Les îliens aiment recevoir des visites.

Cela les distrait, en leur valant en même temps des nouvelles du continent, « de la grande terre », comme ils disent.

 

Par un bienfait de la Providence, Trielen, le plus intéressant des îlots de l'archipel, a pour « patron » un homme curieux des choses du passé.

Reçus dans son intérieur confortable —un « home » qui étonne en ce bout du monde occidental —nous nous passionnerons à l'entendre nous parler tour à tour de la maison hantée,

de ce fantôme surnommé « l'homme à la pipe », qui fait qu'à la nuit close on hésite à passer à tel endroit ;

de certain souterrain qui, selon la tradition, relie l'ile à la terre ce qui prouverait cette existence continentale des îles à laquelle nous avons fait allusion tout à l'heure.

 

Nous suivrons M. Floch pour examiner en sa compagnie les vestiges d'un édifice considérable qui s'élevait jadis dans l'ouest de Trielen.

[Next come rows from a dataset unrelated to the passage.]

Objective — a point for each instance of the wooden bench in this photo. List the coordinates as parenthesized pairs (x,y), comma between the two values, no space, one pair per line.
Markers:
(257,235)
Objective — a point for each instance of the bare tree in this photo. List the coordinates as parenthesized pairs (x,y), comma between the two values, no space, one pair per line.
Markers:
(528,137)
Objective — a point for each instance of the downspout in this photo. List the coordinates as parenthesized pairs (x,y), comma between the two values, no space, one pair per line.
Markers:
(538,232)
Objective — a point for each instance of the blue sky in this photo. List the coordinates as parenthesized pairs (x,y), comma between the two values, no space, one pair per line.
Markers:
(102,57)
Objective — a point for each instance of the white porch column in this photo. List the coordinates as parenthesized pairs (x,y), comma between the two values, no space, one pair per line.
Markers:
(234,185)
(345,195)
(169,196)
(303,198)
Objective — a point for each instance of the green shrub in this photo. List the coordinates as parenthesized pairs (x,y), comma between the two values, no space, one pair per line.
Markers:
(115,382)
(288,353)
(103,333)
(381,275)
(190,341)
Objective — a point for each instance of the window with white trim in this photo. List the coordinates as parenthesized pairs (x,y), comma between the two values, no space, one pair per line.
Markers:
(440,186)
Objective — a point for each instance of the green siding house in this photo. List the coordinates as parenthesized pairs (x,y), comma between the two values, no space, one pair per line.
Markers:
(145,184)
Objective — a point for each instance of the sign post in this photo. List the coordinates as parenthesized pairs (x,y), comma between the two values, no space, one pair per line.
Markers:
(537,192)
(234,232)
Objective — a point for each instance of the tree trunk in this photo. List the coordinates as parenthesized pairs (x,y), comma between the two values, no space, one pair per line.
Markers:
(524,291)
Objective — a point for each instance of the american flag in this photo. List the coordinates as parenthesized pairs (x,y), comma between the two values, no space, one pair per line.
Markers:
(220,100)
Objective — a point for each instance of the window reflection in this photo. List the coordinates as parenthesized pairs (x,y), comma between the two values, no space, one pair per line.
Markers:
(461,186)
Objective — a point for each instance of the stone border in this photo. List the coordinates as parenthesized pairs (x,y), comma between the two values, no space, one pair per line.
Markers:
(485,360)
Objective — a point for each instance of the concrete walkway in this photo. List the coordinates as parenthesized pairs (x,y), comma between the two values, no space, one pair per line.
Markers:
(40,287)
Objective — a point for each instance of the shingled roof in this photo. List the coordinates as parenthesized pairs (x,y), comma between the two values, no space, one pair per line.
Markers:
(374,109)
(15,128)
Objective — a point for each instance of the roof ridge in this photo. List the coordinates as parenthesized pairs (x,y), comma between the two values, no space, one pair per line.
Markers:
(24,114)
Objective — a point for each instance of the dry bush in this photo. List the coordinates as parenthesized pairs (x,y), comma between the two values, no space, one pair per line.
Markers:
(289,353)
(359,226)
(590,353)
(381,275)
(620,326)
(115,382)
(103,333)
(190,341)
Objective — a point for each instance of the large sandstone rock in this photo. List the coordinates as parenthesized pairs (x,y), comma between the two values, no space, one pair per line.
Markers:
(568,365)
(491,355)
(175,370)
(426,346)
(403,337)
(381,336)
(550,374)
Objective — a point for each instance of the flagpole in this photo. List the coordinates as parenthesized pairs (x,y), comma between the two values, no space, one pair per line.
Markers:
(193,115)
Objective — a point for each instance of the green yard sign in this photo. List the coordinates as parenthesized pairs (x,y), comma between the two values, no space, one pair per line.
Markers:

Sur un vaste emplacement nivelé, en avant d'une quantité de rectangles de pierres moussues, ruines d'un village important, nous trouverons la base d'une forte muraille, flanquée des reliefs de deux tours.

Quels guerriers, quels pirates vinrent jadis là s'installer ?

Fut-ce pour surveiller les abords de Bretagne à l'époque des invasions normandes ?

Fut-ce, au contraire, pour guetter le passage de riches caravelles ?

À proximité, une anfractuosité de la côte le « trou du chat » offrait, certes, un abri suffisant aux barques de ces hôtes mystérieux.

 

Ces ruines, nous l'apprendrons, ont été le théâtre de recherches romanesques.

Il y a environ cinquante ans, des Anglais débarquèrent à Trielen.

Sur la foi de vieux manuscrits, ils venaient y chercher un trésor.

Ils piochèrent en vain à la base d'une des tours.

Par contre, dans une antique demeure du Conquet où les attira ensuite leur documentation, ces Anglais trouvèrent bel et bien, en une cachette ingénieuse, de quoi les dédommager de leurs peines.

 

Selon les îliens, le trésor de Trielen serait, non pas enfoui dans les ruines, mais envasé au fond d'un étang situé à l'autre extrémité de l'île et dont les eaux reflètent en permanence, avec les nuages du ciel, les fumées de leurs brûleries de goémon.